How to evolve a developer's role to address DevSecOps
Blog: The Enterprise Project - Digital Transformation
How to evolve a developer’s role to address DevSecOps
May 18, 2022 – 3:00am
As more organizations rely on a cloud-native approach, they need to take the appropriate steps to secure the software delivery lifecycle. DevSecOps creates a culture of security across the entire organization to better address security vulnerabilities – and there’s no better time to adopt this approach than now. In the first quarter of 2022, data breaches increased 14 percent compared to the first quarter of 2021.
As more organizations shift left to ramp up their DevSecOps initiatives, developers need to understand if and how their role will change to best address security practices. For applicable insights on how developers can up-level their roles for DevSecOps, I asked DevOps Institute Ambassadors to share their insights. Here are the top takeaways:
1. Leverage a DevSecOps evangelist
“We can create a good DevSecOps adoption program with proper target goals. Hence, we need a person with a DevSecOps mindset or to hire a DevSecOps Evangelist who can drive the adoption program. The DevSecOps Evangelist can also start by refocusing the current Dev team capability toward DevSecOps.
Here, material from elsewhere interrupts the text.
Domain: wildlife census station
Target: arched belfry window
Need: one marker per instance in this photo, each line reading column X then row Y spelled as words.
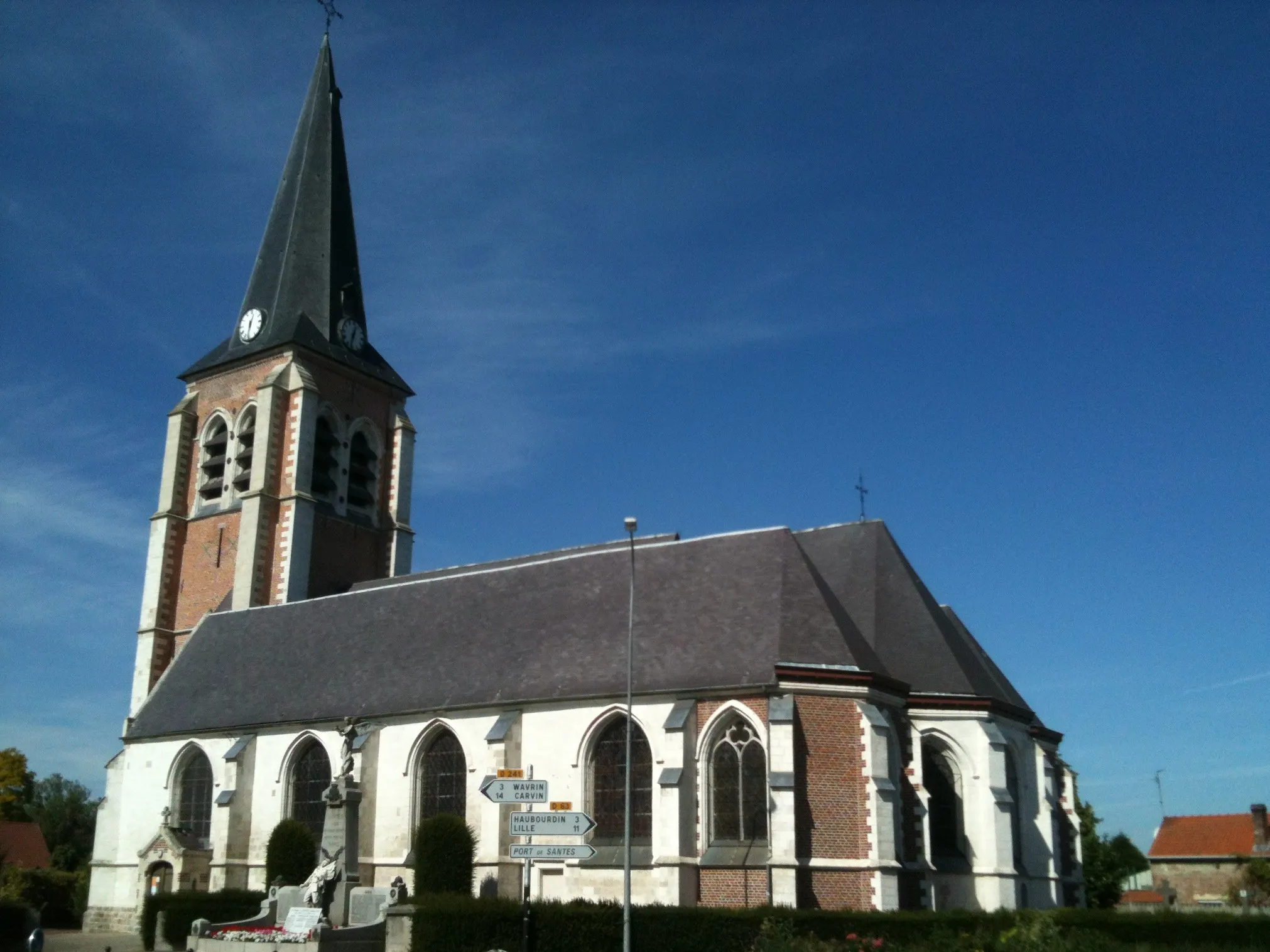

Once the gap/challenge is defined, we can focus on the weak areas and blockers for the Dev to adopt the DevSecOps approach.” – Najib Radzuan, principal, Digi Telecommunications
2. Know where developers can contribute to security
“Software developers should not be required to be security experts, except where they can contribute. Developers need to become more interested in learning about SPDX or Cyclone, adding SBOM and CVE scanning to their pipeline. Centralizing the data so it can be used would also be helpful. New tools are moving into the market around software supply chain management. Developers will need to understand the principles of supply chain management and begin to incorporate them into their pipeline automation.” – Tracy Ragan, CEO and co-founder, DeployHub
3. Start with soft skills for better collaboration
“Upskilling Dev team members to DevSecOps knowledge and capabilities starts with DevSecOps foundation-level education. This ensures all team members have a common understanding of soft skills such as collaboration with security experts, DevSecOps terminology, and proven industry DevSecOps practices. DevSecOps practitioner level training is essential to master specific ‘how-to’ skills for individual DevSecOps practices, technologies, and automation capabilities.” – Marc Hornbeek, CEO and principal consultant, Engineering DevOps Consulting
4. View DevSecOps from an enterprise perspective
“DevSecOps makes our businesses more efficient and thus more competitive. The journey from Dev to DevSecOps depends on the DevOps maturity of an organization. This means shifting security left in the dev cycle for commercial and public sector enterprises. The following are tips for developers embracing a DevSecOps journey:
- Choose to go for a small Proof of Concept project first
- Plan for Agile and Iterative Code Releases
- Embrace automated testing across your toolchain
- Invest in Upskilling
- Get involved in Security discussions
- Make compliance policies a mandatory gating requirement
- Share security practices across project teams on a regular basis.” – Parveen Arora, founder and director, VVnt SeQuor
5. Make it a cultural shift for developers
“DevSecOps is a crucial evolution in the agile/DevOps movement, and it is important for everyone to understand the risks of pushing vulnerable software into production. Upskilling your team or organization to leverage DevSecOps requires a 360-degree cultural shift within the organization from executives to engineering and operations teams. This transition requires additional effort around the tooling, automation, and skilled resources.
“Attending events, workshops and meetups can help developers educate themselves and read about the guidance and principles in accredited papers from security professionals and other governing bodies such as the National Institute of Standards and Technology (NIST).
“There are also technology platform approaches to help augment the skillsets an organization needs today and help developers transition the initial upskilling phase easier with a policy-based pipeline approach. The idea is to bake security gates and processes into the software delivery lifecycle so that vulnerabilities can be addressed or mitigated as your team develops new skills for enhancing its security posture and scaling a DevSecOps program.” – Vishnu Vasudevan, head of product, Opsera
6. Focus on the individual developer journey
“DevOps Institute has DevSecOps Foundation and Practitioner courses designed with a developer audience in mind. It also helps to have security personnel work alongside development/product teams for a few months and let them learn by osmosis from one another. I’ve found that the 80:20 rule applies here – about 80 percent of problems are caused by the same 20 percent of vulnerabilities. It’s not as hard as you might think for developers to learn what they need to know. Additionally, by seeing how developers work, security understands how they can provide pre-approved security libraries as early as the IDE and avoid interrupting flow.” – Helen Beal, chief ambassador, DevOps Institute
The entire organization is impacted by DevSecOps adoption. Some of the best things developers can do to evolve their role along with this change include actively learning, participating in the cultural shift, working on human (or soft) skills for optimal collaboration, and looking to specific DevSecOps leadership that may be brought on board to lead the transformation.